I will be replacing all the wiring in the machine that goes to the motor. I'm brainstorming ideas of how to set this all up. What I'd like to do is house the VFD in an enclosure of some sort like a metal junction box and mount that on the Bandsaw. Have the 110 cord coming into the junction box/VFD with an external 110 switch to power VFD up. Then have the 220 3 phase cord coming from the VFD out of the junction box and into the motor. After that, I can run a signal wire to the machine's original on/off switch from the VFD.

So the ides here is to not have to see or actually touch the VFD. It will stay clean inside its enclosure. When I want to run the saw, I flip the AC 110 switch on the junction box to power the VFD, then the machines original power switch to start it up.
 
Don't start the motor using that switch down stream of the VFD. It's really hard on the transistors of the drive and will eventually fry them. The drive is meant to always ramp the motor from a start command given to the drive, not start it across-the-line. If you want to
Use that switch for convenience, just wire one pole of it as the low voltage run command to the drive.

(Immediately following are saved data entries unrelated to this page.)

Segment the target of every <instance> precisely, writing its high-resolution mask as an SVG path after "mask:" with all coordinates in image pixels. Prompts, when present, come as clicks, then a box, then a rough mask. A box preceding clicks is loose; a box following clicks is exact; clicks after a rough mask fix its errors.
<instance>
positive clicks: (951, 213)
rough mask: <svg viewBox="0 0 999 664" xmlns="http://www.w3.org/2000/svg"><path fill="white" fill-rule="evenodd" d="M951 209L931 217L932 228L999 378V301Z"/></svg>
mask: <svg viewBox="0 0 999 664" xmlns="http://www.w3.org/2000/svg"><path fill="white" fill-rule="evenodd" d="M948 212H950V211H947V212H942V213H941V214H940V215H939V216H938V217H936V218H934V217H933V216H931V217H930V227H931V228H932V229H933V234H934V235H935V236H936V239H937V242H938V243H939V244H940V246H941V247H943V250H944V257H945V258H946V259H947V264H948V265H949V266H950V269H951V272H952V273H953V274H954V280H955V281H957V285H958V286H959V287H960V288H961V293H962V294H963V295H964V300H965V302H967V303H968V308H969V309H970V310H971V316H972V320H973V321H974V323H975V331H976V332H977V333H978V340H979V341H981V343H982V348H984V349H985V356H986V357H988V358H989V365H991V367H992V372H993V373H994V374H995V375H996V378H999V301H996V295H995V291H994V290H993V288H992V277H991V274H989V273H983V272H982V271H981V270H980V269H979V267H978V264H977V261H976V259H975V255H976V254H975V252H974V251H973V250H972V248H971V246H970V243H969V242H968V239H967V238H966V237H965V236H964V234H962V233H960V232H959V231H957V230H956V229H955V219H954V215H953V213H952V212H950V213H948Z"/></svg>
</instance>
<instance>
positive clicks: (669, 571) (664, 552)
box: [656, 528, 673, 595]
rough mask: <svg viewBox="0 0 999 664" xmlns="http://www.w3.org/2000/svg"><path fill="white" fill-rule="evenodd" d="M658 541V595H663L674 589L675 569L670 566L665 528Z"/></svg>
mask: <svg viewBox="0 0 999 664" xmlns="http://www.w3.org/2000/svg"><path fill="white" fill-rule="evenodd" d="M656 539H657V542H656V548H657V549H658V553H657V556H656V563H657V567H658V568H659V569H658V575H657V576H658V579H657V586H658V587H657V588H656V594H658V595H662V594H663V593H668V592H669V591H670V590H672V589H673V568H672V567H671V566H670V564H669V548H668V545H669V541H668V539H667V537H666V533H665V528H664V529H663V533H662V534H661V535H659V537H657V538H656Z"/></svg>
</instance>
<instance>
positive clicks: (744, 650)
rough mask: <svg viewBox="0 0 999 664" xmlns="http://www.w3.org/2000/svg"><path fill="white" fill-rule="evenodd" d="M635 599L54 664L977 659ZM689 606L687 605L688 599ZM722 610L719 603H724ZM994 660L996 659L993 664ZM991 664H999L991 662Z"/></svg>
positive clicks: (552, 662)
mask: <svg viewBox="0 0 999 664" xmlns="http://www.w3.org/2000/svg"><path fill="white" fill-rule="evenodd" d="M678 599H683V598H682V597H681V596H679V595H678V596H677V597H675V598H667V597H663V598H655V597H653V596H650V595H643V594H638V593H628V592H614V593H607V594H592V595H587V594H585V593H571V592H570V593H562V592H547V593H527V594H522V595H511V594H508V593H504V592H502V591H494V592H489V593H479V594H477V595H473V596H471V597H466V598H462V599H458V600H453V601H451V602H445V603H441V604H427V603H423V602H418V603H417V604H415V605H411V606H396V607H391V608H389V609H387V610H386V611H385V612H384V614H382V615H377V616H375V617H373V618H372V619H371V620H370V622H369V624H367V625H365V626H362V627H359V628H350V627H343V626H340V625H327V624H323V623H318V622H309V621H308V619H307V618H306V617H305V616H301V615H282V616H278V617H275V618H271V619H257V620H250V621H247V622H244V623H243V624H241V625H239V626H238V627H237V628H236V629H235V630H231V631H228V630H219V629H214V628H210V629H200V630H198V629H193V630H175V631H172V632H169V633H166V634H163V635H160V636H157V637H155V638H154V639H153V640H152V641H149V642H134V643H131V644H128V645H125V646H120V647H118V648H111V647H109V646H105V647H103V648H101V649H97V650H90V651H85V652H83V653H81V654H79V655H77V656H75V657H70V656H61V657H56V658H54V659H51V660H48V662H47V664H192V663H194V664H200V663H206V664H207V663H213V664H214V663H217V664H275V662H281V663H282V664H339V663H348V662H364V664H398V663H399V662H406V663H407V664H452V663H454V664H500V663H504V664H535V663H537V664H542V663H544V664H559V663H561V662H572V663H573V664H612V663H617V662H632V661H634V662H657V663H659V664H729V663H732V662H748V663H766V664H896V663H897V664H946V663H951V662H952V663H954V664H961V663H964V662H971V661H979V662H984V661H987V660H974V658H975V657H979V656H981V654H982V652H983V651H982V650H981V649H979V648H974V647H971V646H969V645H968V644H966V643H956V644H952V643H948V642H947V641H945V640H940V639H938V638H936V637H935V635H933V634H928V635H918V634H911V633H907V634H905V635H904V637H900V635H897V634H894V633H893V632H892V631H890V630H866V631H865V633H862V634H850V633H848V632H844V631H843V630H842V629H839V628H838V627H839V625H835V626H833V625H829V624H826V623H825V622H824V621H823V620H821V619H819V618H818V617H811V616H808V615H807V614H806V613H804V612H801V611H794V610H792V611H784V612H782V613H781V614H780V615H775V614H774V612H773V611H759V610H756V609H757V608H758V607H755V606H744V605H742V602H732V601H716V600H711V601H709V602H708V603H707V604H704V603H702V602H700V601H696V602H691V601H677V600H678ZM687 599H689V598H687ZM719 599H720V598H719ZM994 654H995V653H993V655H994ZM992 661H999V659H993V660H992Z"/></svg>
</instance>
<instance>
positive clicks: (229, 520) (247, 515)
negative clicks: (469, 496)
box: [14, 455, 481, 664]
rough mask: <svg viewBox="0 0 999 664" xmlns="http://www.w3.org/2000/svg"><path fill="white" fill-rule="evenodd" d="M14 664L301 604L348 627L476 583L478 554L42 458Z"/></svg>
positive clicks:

The instructions will be in the drive manual.
 
That was a very scary plug.

Also please not that it was wired up to the plug with three conductor wire. There was no grounding wire
connected at the plug. Good think you're going to trash out the old wiring and do it fresh!
 
Yes, will be redoing all the wiring. From the motor up.

I just gut the VFD Teco L510. The instructions supplied aren't very clear on wiring for the 110 input. It says to hook up the input power to L1(L) and L3(N). does the neutral get hooked up to L3(N)? I'm assuming "(N)" Stands for neutral and "(L)" stands for line in this instance?
 
Got the old Walker Turner running with the VFD. Thanks for the help guys.

Do you have a recommendation for a good bandsaw blade for cutting mild steel plate?